Reprinted from NewsMax.com

Wednesday, March 28, 2007 10:31 a.m. EDT
David Brooks: Hillary Clinton Can Win in '08


Conservative New York Times columnist David Brooks has no doubt about it. Hillary can win the presidency.

During an interview on the "Imus in the Morning" show Wednesday morning, Brooks explained why he thinks Hillary Clinton can beat the Republican candidate next year.

Here's an excerpt from the show:

Imus: Speaking with David Brooks of The New York Times and the "The NewsHour with Jim Lehrer" . . . I was talking to Chris Matthews earlier this morning, I asked him if he thought Hillary Clinton can be elected president, and I’ll ask you, do you think she can?

Brooks: I think she can, because basically I’ve seen her win over a lot of people who think they hate her; then they see her and they don’t hate her.

The second political hack reason is, there is a group of voters in this country who will swing back and forth. They are basically single white women making $45,000 a year. There are a lot of voters like that. Voters like that voted for George Bush in high numbers in 2004. Hillary Clinton is very popular with those voters.

They like both Clintons and they like her. So you get 30,000 voters like that, women and waitresses and stuff like that, and Ohio switches. She can win Ohio and she can with the country. That said, I’m betting these days on Obama.

Imus: She comes off as the single phoniest most transparent, evil person on the planet with the exception, I used to think, of Al Gore; but my view of Al Gore has changed now. She is an awful human being and to put up with that nonsense from that fat, stupid husband of hers is insulting. I don’t get the whole deal . . .


Brooks: Is that an endorsement of her? [laughs]. I’ll tell you the reason people like her. People in the Senate like her because she is substantive, she knows what she is talking about, so give her some credit with that.

One of her colleagues once told me that when you talk to Sen.

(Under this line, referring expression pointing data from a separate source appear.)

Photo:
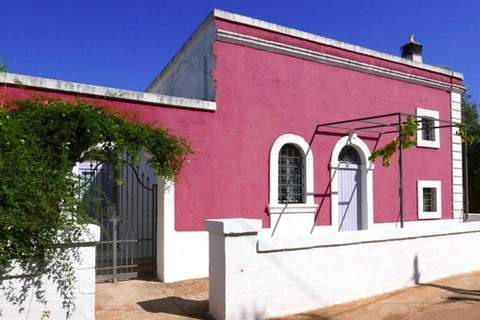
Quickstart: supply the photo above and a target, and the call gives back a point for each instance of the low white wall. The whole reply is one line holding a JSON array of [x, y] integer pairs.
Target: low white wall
[[84, 289], [181, 255], [254, 276]]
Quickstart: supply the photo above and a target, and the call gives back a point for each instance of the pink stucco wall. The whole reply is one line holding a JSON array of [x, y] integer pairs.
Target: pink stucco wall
[[261, 95]]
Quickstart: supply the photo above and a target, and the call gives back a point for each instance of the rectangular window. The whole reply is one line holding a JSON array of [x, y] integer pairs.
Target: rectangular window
[[429, 199], [428, 133]]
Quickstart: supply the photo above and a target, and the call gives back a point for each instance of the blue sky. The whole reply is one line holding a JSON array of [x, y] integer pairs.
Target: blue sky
[[126, 43]]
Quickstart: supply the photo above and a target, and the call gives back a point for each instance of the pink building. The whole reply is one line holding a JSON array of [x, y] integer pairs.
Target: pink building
[[249, 96]]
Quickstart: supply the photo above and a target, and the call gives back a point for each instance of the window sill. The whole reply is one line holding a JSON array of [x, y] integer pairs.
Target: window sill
[[292, 208], [429, 215], [428, 144]]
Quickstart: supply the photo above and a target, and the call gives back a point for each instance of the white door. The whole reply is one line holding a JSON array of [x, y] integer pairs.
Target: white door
[[349, 190]]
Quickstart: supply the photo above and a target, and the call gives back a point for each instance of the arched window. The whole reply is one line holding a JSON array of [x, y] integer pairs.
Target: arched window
[[291, 175]]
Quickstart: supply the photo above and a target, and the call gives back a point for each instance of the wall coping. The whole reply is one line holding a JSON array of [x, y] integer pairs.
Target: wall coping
[[236, 226], [261, 24], [20, 80], [332, 238]]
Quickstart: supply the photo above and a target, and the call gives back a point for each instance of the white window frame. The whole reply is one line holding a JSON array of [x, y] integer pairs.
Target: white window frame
[[273, 205], [367, 180], [436, 184], [431, 114]]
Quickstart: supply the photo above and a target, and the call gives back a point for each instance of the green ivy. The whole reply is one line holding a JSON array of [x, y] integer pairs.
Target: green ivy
[[408, 132], [40, 211]]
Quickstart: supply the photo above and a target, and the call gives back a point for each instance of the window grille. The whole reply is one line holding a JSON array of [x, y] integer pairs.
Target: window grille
[[428, 131], [291, 172], [349, 154], [429, 199]]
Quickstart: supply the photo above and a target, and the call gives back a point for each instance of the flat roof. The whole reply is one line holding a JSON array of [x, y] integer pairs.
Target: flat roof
[[237, 18]]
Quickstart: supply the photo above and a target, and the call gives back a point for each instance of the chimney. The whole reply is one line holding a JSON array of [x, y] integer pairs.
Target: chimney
[[412, 50]]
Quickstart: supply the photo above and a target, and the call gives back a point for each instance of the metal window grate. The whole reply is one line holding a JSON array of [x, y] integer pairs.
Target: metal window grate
[[349, 154], [429, 199], [428, 129], [290, 175]]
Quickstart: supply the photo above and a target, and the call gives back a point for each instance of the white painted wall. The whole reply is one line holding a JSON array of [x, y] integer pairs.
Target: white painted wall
[[84, 293], [190, 73], [253, 277], [457, 171], [181, 255]]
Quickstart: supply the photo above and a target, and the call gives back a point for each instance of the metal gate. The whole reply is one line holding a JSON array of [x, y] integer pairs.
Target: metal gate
[[123, 202]]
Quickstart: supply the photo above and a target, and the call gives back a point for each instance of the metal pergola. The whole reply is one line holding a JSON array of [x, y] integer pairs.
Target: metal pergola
[[391, 124]]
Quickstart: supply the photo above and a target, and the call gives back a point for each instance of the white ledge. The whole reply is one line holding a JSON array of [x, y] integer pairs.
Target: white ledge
[[329, 239], [326, 41], [20, 80], [292, 208], [233, 226]]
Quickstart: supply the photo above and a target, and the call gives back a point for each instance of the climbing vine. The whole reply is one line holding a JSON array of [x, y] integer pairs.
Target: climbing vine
[[408, 132], [40, 208]]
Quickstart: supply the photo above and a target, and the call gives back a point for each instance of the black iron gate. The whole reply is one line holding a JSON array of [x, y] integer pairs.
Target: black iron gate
[[124, 203]]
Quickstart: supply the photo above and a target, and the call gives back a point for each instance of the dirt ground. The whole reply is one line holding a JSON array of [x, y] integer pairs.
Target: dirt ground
[[454, 298]]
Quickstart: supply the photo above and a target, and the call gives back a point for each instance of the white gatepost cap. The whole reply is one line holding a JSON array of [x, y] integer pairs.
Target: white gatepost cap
[[233, 226]]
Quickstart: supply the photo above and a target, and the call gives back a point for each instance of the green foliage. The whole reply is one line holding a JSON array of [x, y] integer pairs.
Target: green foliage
[[408, 131], [40, 209]]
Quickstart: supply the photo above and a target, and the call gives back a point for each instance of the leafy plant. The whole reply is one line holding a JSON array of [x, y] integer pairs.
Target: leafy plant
[[408, 132], [40, 210]]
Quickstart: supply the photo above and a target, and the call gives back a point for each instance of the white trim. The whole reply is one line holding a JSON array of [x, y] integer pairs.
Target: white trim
[[288, 218], [273, 46], [432, 115], [20, 80], [437, 184], [366, 175], [330, 42], [307, 152], [457, 169]]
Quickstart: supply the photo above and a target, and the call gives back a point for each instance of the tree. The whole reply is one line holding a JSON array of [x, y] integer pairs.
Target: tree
[[41, 140]]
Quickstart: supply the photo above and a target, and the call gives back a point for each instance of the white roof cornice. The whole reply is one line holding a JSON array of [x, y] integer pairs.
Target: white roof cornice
[[330, 42], [20, 80]]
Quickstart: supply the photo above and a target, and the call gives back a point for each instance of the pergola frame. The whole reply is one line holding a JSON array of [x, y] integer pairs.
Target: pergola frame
[[392, 122]]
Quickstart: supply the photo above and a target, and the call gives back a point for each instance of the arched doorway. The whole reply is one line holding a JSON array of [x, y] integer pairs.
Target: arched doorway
[[349, 190], [351, 185]]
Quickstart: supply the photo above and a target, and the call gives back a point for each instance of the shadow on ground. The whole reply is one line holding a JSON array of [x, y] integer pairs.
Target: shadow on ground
[[463, 294], [177, 306]]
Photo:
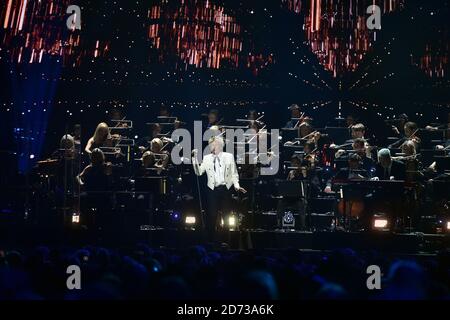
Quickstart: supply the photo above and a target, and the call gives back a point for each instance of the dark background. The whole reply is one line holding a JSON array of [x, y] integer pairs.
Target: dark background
[[39, 102]]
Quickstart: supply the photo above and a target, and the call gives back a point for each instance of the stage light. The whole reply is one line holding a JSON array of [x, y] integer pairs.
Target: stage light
[[380, 222], [175, 215], [75, 218], [288, 220], [190, 220], [232, 221]]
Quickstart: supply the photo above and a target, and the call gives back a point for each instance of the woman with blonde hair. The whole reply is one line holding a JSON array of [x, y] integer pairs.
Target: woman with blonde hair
[[101, 138]]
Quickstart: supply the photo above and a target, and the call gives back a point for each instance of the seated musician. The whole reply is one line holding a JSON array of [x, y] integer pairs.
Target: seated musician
[[150, 161], [295, 116], [388, 168], [446, 128], [305, 129], [161, 156], [410, 133], [213, 118], [358, 131], [67, 149], [354, 171], [102, 138], [96, 176], [412, 161]]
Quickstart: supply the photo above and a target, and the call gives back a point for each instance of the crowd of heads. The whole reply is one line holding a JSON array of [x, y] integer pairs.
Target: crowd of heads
[[141, 272]]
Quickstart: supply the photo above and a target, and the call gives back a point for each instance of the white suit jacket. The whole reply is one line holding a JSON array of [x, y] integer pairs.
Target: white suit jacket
[[231, 174]]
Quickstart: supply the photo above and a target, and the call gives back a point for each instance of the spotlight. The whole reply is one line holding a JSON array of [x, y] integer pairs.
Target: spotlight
[[190, 220], [288, 220], [380, 223], [75, 218], [232, 221], [175, 215]]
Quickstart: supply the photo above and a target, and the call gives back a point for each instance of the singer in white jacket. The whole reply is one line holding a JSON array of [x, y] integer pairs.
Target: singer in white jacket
[[222, 174]]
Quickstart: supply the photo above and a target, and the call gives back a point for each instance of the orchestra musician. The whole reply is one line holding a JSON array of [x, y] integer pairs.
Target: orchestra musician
[[410, 133], [96, 176], [295, 116], [388, 168], [359, 148], [222, 174], [102, 138], [213, 118], [95, 180]]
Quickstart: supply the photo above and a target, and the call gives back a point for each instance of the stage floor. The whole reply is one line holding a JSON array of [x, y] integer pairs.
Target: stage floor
[[411, 243]]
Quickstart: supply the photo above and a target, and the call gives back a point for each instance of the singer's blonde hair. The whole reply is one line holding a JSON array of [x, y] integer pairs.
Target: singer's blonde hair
[[217, 139]]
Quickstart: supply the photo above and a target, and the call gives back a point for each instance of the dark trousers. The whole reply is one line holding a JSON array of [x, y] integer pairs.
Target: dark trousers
[[218, 201]]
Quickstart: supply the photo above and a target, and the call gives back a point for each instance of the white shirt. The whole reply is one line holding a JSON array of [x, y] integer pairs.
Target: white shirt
[[219, 170], [223, 171]]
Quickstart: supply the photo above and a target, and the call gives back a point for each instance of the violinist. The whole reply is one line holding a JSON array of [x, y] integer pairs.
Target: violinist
[[148, 162], [96, 176], [389, 168], [213, 118], [411, 160], [305, 129], [410, 129], [354, 170], [295, 116], [102, 138], [158, 154]]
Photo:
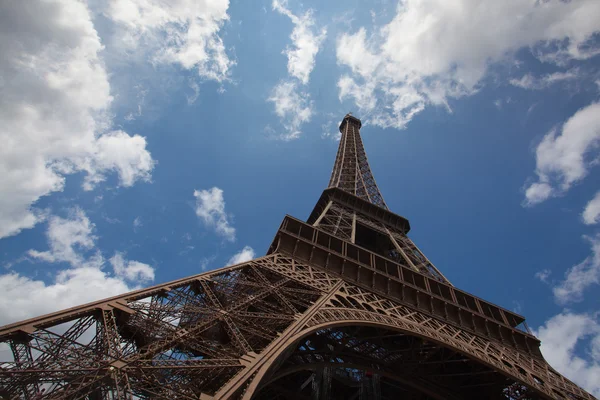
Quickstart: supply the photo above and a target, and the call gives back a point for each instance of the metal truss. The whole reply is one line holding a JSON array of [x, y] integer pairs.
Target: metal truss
[[251, 331], [344, 306], [351, 171]]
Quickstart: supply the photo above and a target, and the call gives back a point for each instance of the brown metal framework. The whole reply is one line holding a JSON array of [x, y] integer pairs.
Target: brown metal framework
[[342, 306]]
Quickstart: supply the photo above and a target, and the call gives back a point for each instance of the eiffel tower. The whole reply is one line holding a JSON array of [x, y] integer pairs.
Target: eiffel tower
[[343, 306]]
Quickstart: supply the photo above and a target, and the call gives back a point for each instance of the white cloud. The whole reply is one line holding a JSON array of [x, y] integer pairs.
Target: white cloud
[[591, 213], [67, 238], [543, 275], [579, 277], [560, 336], [133, 271], [292, 103], [528, 81], [85, 280], [55, 109], [292, 106], [137, 223], [22, 297], [210, 208], [246, 254], [563, 159], [183, 32], [420, 57], [306, 43]]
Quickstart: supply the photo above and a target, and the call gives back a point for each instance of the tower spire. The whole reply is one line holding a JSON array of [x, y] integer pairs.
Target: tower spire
[[351, 171]]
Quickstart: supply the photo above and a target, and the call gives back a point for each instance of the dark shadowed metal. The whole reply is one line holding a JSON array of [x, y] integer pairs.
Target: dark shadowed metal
[[343, 306]]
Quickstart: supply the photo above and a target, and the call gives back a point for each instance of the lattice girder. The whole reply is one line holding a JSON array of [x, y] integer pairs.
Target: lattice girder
[[343, 306], [351, 171]]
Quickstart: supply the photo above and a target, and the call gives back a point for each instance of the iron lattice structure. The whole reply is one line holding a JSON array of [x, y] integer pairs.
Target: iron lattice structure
[[343, 306]]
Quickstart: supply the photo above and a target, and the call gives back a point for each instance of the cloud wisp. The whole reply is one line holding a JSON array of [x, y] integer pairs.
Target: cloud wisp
[[55, 108], [420, 57], [290, 98], [210, 208], [71, 240], [563, 157]]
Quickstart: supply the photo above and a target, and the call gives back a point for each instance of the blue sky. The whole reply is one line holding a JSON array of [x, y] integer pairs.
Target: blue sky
[[144, 141]]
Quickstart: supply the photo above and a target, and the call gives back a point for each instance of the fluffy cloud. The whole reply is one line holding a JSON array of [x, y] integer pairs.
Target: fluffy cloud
[[54, 109], [562, 157], [86, 279], [420, 57], [528, 81], [543, 275], [67, 238], [579, 277], [23, 297], [182, 32], [246, 254], [292, 103], [306, 43], [591, 213], [133, 271], [210, 208], [560, 336], [292, 106]]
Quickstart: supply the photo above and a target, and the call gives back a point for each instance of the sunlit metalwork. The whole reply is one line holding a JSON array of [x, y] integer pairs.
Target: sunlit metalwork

Clinton, you can always tell what position she is going to take, but you can never tell how she got there. There is a wall there, and she will never let you behind the wall; and that is tough politically.

If she doesn’t naturally trust people, they may not naturally trust her. She may not win over you, but I think she can win over some . . . That said, if you look at her and Obama back to back, Obama just has more talent and more substance.


Imus: . . . Chris Matthews observed that he thought Sen. Obama was frozen in terms of his support because he wasn’t willing to take her on.


Brooks: She’s going to take him on . . . What [Obama's] got to do is fill in who he is. Everyone knows the personal style. He’s got to show he has some policy positions there; he’s got some expertise in the world there, some experience. The guy is two days older than me, and that kind of scares the hell out of me, that somebody that young is running for president. But, if anyone can do it, he does have the talent . . .


My problem with him is, he’s a bit upscale. He’s got sort of NPR-type manners, which there is nothing wrong with, but he has to connect with people who are sort of mass market, and I’m not sure he can do that.


Imus: I realize this was 100 years ago, but wasn’t Jack Kennedy 43 when he was elected?


Brooks: Yeah, he was, but he had been around; he had fought in a war . . . You know, Teddy Roosevelt was, I think, 41.